---
model: claude-opus-4-7[1m]
service: claude
session: subints-phase-b2-destroy-race-fix
timestamp: 2026-04-18T04:25:26Z
git_ref: 26fb820
scope: code
substantive: true
raw_file: 20260418T042526Z_26fb820_prompt_io.raw.md
---

## Prompt

Follow-up to Phase B.2 (`5cd6df58`) after the user
observed intermittent mid-suite hangs when running
the tractor test suite under `--spawn-backend=subint`
on py3.14. The specific sequence of prompts over
several turns:

1. User pointed at the `test_context_stream_semantics.py`
   suite as the first thing to make run clean under
   `--spawn-backend=subint`.
2. After a series of `timeout`-terminated runs that
   gave no diagnostic info, user nudged me to stop
   relying on `timeout` and get actual runtime
   diagnostics ("the suite hangs indefinitely, so i
   don't think this `timeout 30` is helping you at
   all.."). Switched to
   `faulthandler.dump_traceback_later(...)` and a
   resource-tracker fixture to rule out leaks.
3. Captured a stack pinning the hang on
   `_interpreters.destroy(interp_id)` in the subint
   teardown finally block.
4. Proposed dedicated-OS-thread fix. User greenlit.
5. Implemented + verified on-worktree; user needed
   to be pointed at the *worktree*'s `./py313` venv
   because bare `pytest` was picking up the main
   repo's venv (running un-patched `_subint.py`) and
   still hanging.

Running theme over the whole exchange: this patch
only closes the *destroy race*. The user and I also
traced through the deeper cancellation story — SIGINT
can't reach subints, legacy-mode shares the GIL,
portal-cancel dies when the IPC channel is already
broken — and agreed the next step is a bounded
hard-kill in `subint_proc`'s teardown plus a
dedicated cancellation test suite. Those land as
separate commits.

## Response summary

Produced the `tractor/spawn/_subint.py` patch landed
as commit `26fb8206` ("Fix subint destroy race via
dedicated OS thread"). One file, +110/-84 LOC.

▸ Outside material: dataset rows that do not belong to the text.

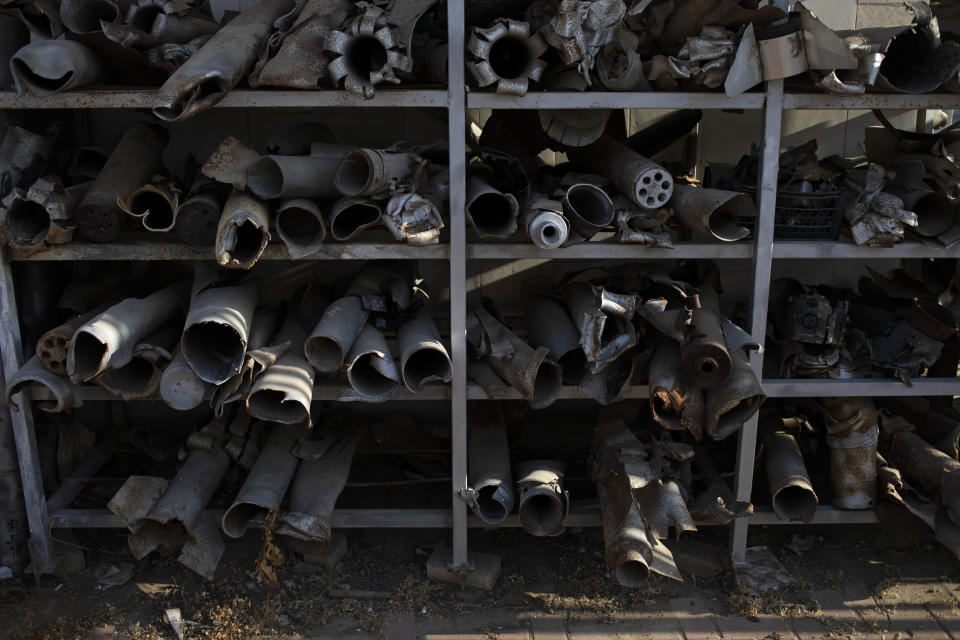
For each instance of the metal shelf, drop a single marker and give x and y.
(823, 101)
(785, 249)
(609, 251)
(236, 99)
(176, 251)
(865, 387)
(615, 100)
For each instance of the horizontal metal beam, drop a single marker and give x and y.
(237, 99)
(615, 100)
(176, 251)
(864, 387)
(822, 101)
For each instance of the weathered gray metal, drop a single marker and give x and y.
(220, 64)
(490, 491)
(218, 325)
(107, 341)
(132, 163)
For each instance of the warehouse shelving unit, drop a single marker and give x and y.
(43, 514)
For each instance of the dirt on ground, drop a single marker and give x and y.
(565, 575)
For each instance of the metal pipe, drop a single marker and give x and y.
(300, 226)
(134, 160)
(490, 483)
(713, 212)
(267, 483)
(218, 325)
(543, 502)
(107, 341)
(333, 337)
(645, 182)
(220, 64)
(243, 231)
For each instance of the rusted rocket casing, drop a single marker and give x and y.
(543, 503)
(490, 213)
(645, 182)
(491, 485)
(267, 482)
(154, 204)
(545, 225)
(180, 387)
(935, 212)
(220, 64)
(350, 216)
(217, 326)
(243, 231)
(333, 337)
(740, 396)
(588, 208)
(713, 212)
(423, 358)
(199, 213)
(704, 358)
(46, 67)
(371, 370)
(549, 325)
(296, 176)
(134, 160)
(790, 486)
(674, 402)
(284, 391)
(300, 226)
(107, 341)
(852, 435)
(66, 395)
(315, 490)
(371, 172)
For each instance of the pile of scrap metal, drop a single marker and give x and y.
(302, 183)
(894, 326)
(609, 184)
(230, 340)
(605, 329)
(576, 45)
(47, 47)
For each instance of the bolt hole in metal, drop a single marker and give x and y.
(365, 54)
(510, 57)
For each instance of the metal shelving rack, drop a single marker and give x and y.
(772, 101)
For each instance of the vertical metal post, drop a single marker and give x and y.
(762, 265)
(456, 113)
(35, 502)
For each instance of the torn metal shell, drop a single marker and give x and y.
(333, 337)
(713, 212)
(49, 66)
(490, 212)
(506, 54)
(267, 483)
(107, 341)
(300, 226)
(66, 395)
(491, 485)
(790, 486)
(243, 231)
(284, 391)
(180, 387)
(643, 181)
(132, 163)
(218, 325)
(371, 369)
(220, 64)
(316, 487)
(350, 216)
(543, 503)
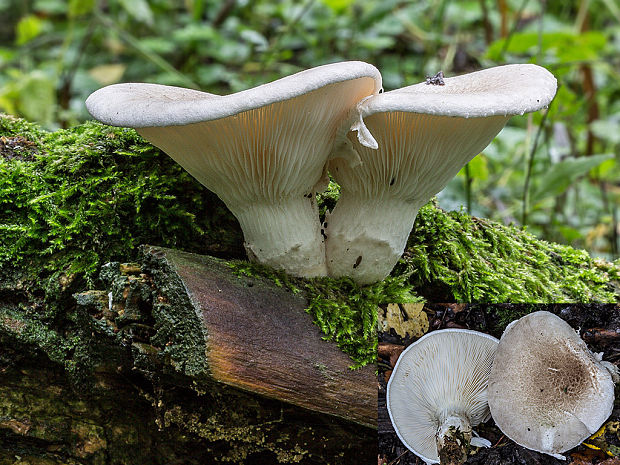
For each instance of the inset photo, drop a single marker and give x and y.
(498, 384)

Mechanism: swap `trio.to_thread.run_sync(_interpreters
.exec, ...)` for a plain `threading.Thread(target=...
, daemon=False)`. The trio thread cache recycles
workers — so the OS thread that ran `_interpreters
.exec()` remained alive in the cache holding a
stale subint tstate, blocking
`_interpreters.destroy()` in the finally indefinitely.
A dedicated one-shot thread exits naturally after
the sync target returns, releasing tstate and
unblocking destroy.

Coordination across the trio↔thread boundary:
- `trio.lowlevel.current_trio_token()` captured at
  `subint_proc` entry
- driver thread signals `subint_exited.set()` back
  to parent trio via `trio.from_thread.run_sync(...,
  trio_token=token)` (synchronous from the thread's
  POV; the call returns after trio has run `.set()`)
- `trio.RunFinishedError` swallowed in that path for
  the process-teardown case where parent trio already
  exited
- teardown `finally` off-loads the sync
  `driver_thread.join()` via `to_thread.run_sync` (a
  cache thread carries no subint tstate — safe)

## Files changed

See `git diff 26fb820~1..26fb820 --stat`:

```
 tractor/spawn/_subint.py | 194 +++++++++++++++++++------------
 1 file changed, 110 insertions(+), 84 deletions(-)
```

Validation:
- `test_parent_cancels[chk_ctx_result_before_exit=True-
  cancel_method=ctx-child_returns_early=False]`
  (the specific test that was hanging for the user)
  — passed in 1.06s.
- Full `tests/test_context_stream_semantics.py` under
  subint — 61 passed in 100.35s (clean-cache re-run:
  100.82s).
- Trio backend regression subset — 69 passed / 1
  skipped / 89.19s — no regressions from this change.

## Files changed

Beyond the `_subint.py` patch, the raw log also
records the cancellation-semantics research that
spanned this conversation but did not ship as code
in *this* commit. Preserving it inline under "Non-
code output" because it directly informs the
Phase B.3 hard-kill impl that will follow (and any
upstream CPython bug reports we end up filing).

## Human edits

None — committed as generated. The commit message
itself was also AI-drafted via `/commit-msg` and
rewrapped via the project's `rewrap.py --width 67`
tooling; user landed it without edits.